Since March is Women’s History Month we wanted to take this opportunity to talk about women in manufacturing. Women first began entering the workforce during World War I when a large number of jobs were vacated by men who had gone to fight in the war. There was a shortage of workers and an increasing number of jobs being created as part of the war effort. This led to the rise of women entering the workforce, more specifically the manufacturing industry.

Today women represent nearly half of the total US workforce (47%), yet they comprise less than a third (27%) of manufacturing jobs. “In nearly 100 years, there has been a meager 8% increase in the number of female employees in the manufacturing industry. Not the kind of stellar advancement anyone would like to see.”

Currently over 32% of women switch out of STEM degree programs in college, only 30% of women who earn bachelor’s degree in engineering are still working in engineering 20 years later and of the women who have left the engineering profession 30% cite organizational climate and lack of mentorship as the reason.

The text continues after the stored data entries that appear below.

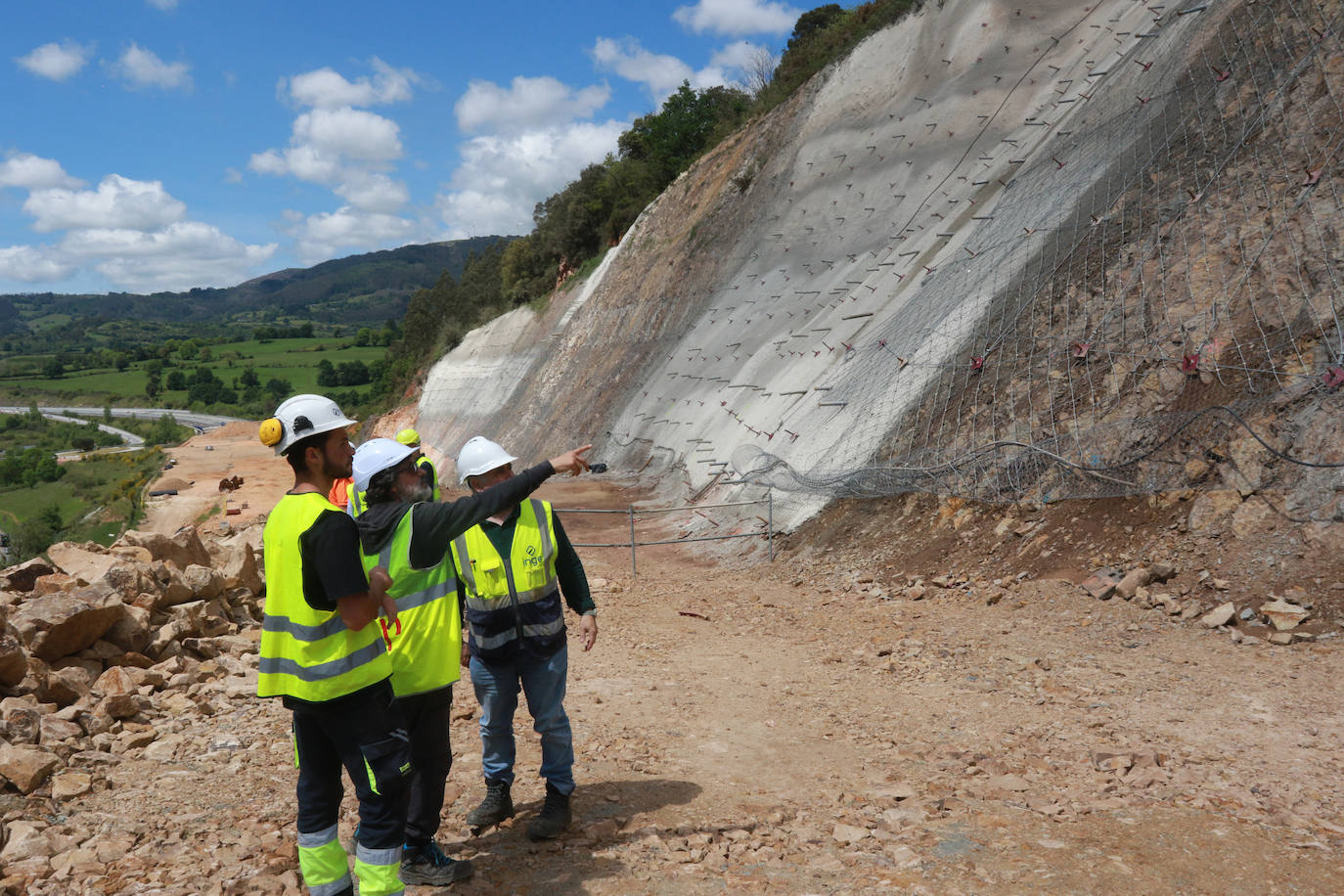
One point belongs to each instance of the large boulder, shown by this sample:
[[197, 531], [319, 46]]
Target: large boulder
[[25, 767], [22, 578], [204, 582], [238, 564], [60, 625], [130, 633], [182, 548], [14, 661], [83, 561]]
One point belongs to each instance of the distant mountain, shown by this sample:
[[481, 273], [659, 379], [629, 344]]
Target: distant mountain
[[360, 289]]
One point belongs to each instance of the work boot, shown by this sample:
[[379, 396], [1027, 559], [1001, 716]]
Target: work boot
[[496, 806], [556, 816], [428, 866]]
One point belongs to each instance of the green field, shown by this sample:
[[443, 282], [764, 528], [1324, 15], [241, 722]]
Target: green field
[[96, 500], [287, 359]]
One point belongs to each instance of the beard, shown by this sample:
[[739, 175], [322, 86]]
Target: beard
[[334, 469], [423, 492]]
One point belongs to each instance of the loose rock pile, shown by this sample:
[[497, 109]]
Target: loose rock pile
[[101, 650], [1276, 618]]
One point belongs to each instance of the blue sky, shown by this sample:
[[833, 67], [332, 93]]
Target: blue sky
[[168, 144]]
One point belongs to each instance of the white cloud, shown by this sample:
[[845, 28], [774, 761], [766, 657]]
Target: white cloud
[[57, 61], [117, 203], [182, 255], [502, 177], [35, 172], [29, 265], [349, 132], [739, 17], [525, 104], [322, 237], [374, 194], [328, 89], [661, 74], [143, 68]]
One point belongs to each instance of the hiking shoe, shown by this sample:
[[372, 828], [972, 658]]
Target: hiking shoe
[[428, 866], [496, 806], [556, 816]]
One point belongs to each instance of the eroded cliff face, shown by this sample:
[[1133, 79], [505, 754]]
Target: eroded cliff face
[[992, 247]]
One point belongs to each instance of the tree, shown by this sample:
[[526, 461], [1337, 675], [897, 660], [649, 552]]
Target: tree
[[279, 388], [164, 431], [758, 70], [813, 21], [36, 533]]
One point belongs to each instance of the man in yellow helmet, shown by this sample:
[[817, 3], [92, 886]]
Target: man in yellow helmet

There are a variety of reason for these statistics but Women in Manufacturing (WIM) conducted several surveys that found very few respondents listing manufacturing as a field that offers opportunities for women, and only about half could recall a manufacturing company they would consider a leader in attracting and promoting women. After seeing these results its not surprising that women aren’t entering the manufacturing field. However, there are steps manufacturers can take to make a difference.

The negative perception of manufacturing jobs has contributed greatly to the skills gap, but if that attitude can be changed it will be beneficial to the entire industry. Working directly with young high school and college level students to change those inaccurate judgements about manufacturing can make these jobs more appealing to young men and women. Speaking with educators and parents about the high-quality, good paying jobs available in manufacturing can help break down some of these stereotypes.

Mentors can also be a major factor in attracting women to the industry. “According to “Why So Few?” by the American Association of University Women in 2010, ‘Mentorship is often cited as a key strategy for exciting, supporting, and keeping students, young scientists, and engineers in the fields of STEM. This is particularly true for individuals who haven’t historically participated in these areas—such as young women and underrepresented minorities.’”

Creating opportunities for young girls to get hand-on experience in the STEM fields can also make an impact. Increasing the amount of positive exposure when girls are young will increase their knowledge of opportunities in manufacturing later on. Participating in events like National Manufacturing Day can be instrumental in showcasing the benefits of a career in manufacturing.

Younger generations also value opportunities to make a difference. Many jobs within the manufacturing industry have that potential. Author of 5 Ways to Increase the Number of Women in the Manufacturing Industry, Pamela Kan, said “Talking with the engineers at my company, they have all said – many times – that what they most love about the manufacturing industry is the ability to take their schooling and innate interests and make a difference by creating something new that can help a customer.”

We need women in the manufacturing industry and these small but impactful actions can make a huge difference. Changing the conversation at an early age and exposing young girls to STEM can make a huge difference down the line.